In the olden days, misbehaving school children were forced to stay after school and write repetitive chastisements on dusty chalk boards. Today, many public schools offer alternative learning environments for students with behavioral and emotional problems. Bentonville Public School District in Northwest Arkansas, however, has installed two intervention-rich elementary “behavior classrooms” to help children learn how to overcome chronic disruptive behavior.
On a recent morning, packs of children ran wild on a grassy playground outside R.E. Baker Elementary in downtown Bentonville. Others stood in small cliques, discussing the day's news. But a few children stand off by themselves, either by choice or because they chronically act out, and so are ostracized by their peers.
To help disruptive students learn to overcome anti-social tendencies, the district is sequestering children in two new behavior classrooms. Teacher Stefanie Siedsma says the rooms have been given a special name.
“Because behavior rooms may have a stigma attached," she says, "we decided to call it CLUB Academy, which stands for cultivating learning using best practices."
Behavior rooms are not new, Siedsma says, but Bentonville's are state-of-the-art, programmed using the latest scientific research-based practices. Each classroom can accommodate up to six students and is staffed with a special eduction instructor and two paraprofessionals. Rows of desks have been removed, replaced by a half dozen workstations. Along with grade-level math, literacy and science courses, the children receive intensive behavior interventions each day.
“We work on students' mindfulness and being flexible with their thinking,” she says, “which is helpful with social skills and the ability to communicate with other people.”
Tamara Gibson serves as executive director of elementary education. She says the district decided to install the special classrooms because of escalating bad conduct district-wide, especially among the youngest children.
“Behaviors — and I'm going to be honest," she says, pausing, “that require clearing a room.”
Lindsey Lovelady, the district’s behavioral specialist, says disruption can take several forms.
“Being aggressive towards their peers or other staff members,” she says, “destroying property, or elopement — kids that run out of their classrooms, or even out of the building. Verbal aggression, threats. But these are repeated things.”

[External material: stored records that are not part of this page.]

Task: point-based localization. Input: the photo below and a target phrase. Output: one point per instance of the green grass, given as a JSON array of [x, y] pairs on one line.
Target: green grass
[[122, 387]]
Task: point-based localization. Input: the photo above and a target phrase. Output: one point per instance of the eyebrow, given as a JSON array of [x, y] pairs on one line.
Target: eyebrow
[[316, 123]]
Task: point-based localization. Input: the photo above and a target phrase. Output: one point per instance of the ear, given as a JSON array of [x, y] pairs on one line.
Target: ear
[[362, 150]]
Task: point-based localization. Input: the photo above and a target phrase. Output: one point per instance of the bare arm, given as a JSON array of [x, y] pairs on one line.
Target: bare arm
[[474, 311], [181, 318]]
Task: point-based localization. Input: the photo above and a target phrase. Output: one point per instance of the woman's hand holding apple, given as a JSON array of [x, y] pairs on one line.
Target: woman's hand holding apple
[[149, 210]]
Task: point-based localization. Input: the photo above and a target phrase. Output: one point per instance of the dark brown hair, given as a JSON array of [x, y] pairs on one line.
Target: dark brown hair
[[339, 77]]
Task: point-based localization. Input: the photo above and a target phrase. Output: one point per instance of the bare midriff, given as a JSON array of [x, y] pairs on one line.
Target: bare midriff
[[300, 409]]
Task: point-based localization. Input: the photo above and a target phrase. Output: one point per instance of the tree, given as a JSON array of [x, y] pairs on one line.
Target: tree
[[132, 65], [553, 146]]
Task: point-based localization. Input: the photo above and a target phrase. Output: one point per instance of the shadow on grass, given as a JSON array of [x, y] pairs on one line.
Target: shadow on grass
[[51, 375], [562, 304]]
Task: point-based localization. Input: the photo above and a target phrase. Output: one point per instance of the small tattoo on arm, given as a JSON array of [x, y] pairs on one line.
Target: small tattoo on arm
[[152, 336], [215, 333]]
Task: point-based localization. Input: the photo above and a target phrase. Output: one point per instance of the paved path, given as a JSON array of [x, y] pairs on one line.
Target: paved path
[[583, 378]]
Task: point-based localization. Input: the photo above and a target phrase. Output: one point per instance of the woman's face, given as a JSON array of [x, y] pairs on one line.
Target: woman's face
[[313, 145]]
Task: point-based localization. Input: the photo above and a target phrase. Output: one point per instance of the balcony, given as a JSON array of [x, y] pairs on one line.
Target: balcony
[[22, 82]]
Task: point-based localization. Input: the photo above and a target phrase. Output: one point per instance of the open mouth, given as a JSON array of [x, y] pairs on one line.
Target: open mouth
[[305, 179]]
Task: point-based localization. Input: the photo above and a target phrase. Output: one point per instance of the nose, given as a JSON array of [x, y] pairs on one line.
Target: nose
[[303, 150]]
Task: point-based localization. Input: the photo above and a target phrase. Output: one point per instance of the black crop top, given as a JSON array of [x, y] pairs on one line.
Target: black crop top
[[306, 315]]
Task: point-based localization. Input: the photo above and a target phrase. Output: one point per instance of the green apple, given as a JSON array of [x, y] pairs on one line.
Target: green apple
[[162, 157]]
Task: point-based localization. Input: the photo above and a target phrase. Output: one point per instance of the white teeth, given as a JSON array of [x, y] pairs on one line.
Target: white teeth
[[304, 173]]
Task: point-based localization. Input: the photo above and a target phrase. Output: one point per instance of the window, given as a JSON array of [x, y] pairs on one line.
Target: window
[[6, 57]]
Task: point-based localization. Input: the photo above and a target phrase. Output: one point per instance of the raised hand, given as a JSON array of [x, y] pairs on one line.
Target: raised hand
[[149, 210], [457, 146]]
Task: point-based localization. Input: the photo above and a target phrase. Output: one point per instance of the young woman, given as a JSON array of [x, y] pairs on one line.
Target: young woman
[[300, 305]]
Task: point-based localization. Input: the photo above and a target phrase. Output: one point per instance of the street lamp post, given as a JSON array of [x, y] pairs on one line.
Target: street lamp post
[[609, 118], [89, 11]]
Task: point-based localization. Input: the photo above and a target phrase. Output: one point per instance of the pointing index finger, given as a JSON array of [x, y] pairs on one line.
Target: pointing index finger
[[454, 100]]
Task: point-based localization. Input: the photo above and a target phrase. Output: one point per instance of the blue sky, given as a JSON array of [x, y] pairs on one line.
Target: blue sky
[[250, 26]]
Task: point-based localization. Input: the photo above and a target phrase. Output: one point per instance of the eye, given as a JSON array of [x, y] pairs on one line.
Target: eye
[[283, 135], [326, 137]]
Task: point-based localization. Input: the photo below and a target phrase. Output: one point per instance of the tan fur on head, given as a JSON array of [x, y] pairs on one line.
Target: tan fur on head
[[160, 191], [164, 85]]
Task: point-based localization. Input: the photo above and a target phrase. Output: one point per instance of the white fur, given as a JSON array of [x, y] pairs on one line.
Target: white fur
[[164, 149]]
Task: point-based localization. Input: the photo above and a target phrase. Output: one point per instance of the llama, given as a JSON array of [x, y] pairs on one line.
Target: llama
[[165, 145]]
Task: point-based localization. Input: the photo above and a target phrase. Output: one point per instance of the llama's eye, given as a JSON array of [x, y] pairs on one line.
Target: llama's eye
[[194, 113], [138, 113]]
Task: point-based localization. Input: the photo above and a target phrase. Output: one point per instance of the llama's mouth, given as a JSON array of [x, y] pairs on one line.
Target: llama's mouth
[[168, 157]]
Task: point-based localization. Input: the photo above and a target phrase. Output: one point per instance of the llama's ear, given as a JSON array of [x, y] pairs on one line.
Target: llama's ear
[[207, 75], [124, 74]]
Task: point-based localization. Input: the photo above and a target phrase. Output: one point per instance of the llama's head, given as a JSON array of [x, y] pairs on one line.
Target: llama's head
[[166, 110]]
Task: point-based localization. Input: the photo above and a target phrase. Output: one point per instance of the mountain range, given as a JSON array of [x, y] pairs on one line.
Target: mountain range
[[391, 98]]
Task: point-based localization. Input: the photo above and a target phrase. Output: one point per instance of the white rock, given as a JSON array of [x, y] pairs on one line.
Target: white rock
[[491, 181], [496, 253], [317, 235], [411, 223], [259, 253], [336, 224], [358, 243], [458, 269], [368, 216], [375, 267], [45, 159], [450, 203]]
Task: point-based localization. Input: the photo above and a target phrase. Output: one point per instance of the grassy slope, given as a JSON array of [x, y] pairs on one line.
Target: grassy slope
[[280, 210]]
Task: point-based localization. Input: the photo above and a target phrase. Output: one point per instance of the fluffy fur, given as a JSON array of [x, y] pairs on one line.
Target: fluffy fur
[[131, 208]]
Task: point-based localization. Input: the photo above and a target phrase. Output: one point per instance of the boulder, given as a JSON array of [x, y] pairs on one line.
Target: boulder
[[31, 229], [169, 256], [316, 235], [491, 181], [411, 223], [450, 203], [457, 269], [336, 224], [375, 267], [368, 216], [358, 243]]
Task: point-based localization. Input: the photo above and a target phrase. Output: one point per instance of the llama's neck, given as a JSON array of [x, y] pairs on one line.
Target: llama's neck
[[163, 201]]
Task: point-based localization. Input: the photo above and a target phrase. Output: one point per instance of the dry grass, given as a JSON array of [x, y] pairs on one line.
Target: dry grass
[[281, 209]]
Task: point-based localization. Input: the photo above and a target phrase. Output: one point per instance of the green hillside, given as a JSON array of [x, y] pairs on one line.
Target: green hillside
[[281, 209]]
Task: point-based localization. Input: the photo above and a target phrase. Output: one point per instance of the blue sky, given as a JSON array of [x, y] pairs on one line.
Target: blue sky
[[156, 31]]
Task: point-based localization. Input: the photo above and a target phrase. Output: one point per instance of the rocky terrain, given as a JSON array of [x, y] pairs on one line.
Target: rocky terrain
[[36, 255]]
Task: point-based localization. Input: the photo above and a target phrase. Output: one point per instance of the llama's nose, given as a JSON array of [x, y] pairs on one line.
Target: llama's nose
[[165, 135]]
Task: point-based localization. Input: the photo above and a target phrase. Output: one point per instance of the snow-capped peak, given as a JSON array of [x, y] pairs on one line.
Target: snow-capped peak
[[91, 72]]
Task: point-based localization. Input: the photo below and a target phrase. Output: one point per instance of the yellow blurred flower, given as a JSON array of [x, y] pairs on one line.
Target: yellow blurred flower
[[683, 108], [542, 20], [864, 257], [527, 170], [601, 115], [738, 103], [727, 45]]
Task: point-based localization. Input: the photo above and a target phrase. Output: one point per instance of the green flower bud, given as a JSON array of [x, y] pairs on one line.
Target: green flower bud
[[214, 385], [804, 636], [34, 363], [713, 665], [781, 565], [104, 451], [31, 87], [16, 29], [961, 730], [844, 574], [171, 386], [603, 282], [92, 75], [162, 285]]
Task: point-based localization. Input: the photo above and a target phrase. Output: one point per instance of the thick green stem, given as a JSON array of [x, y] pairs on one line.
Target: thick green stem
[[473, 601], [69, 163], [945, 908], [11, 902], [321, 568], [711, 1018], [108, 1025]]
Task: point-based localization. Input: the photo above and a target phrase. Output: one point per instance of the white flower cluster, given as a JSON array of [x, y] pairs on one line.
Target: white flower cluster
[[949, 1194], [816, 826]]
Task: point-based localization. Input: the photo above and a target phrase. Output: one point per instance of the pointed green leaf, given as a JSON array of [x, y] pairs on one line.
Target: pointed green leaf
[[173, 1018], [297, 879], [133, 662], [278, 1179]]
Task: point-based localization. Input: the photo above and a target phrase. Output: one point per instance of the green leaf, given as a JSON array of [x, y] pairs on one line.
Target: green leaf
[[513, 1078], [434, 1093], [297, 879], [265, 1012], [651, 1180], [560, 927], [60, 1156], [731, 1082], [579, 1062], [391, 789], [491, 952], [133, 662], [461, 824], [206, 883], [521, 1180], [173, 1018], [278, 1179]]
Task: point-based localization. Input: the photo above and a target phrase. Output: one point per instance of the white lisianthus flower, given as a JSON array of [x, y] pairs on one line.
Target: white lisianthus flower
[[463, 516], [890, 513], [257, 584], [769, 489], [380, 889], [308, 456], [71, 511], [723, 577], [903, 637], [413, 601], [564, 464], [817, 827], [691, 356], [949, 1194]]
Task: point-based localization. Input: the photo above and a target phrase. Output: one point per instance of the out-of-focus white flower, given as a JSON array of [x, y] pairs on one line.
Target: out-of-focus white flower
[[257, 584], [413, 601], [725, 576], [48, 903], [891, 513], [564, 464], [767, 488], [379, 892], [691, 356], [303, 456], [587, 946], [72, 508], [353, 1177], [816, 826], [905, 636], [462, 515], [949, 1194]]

Students must meet certain negative behavior criteria and undergo rigorous assessment before being assigned to such a classroom, Lovelady says. Entry-level students are isolated, at first, so they can learn to recognize and stay within their personal space.
R.E. Baker's behavior classroom accommodates kids in second, third and fourth grade from across the district. A second pilot classroom at Sugar Creek Elementary serves kindergarten through first grade.
Lovelady says a nationwide uptick in maladaptive behavior has been linked, in part, to overexposure to screens at too young an age. According to the U.S. Centers for Disease Control, kids ages 8 to 18 spend, on average, 7.5 hours per day in front of screens—half of that watching television. As a consequence, children play less outdoors and don’t interact as much with family or friends. So when they enter public school, Gibson says, they feel overwhelmed.
“It’s very verbal and interactive, there’s a lot of sharing, so when children come and it’s not an environment they are exposed to, for some children they find it very hard to adapt.”
As a consequence, children may act out in frustration, she says, unable to properly express their needs. In behavior class they learn how to recognize, verbalize and regulate emotions, make positive choices and act with compassion towards classmates and teachers.
Compliant children are eventually rewarded with passes to lunch, recess and special events, to slowly begin the process of reintegration back into the general school population.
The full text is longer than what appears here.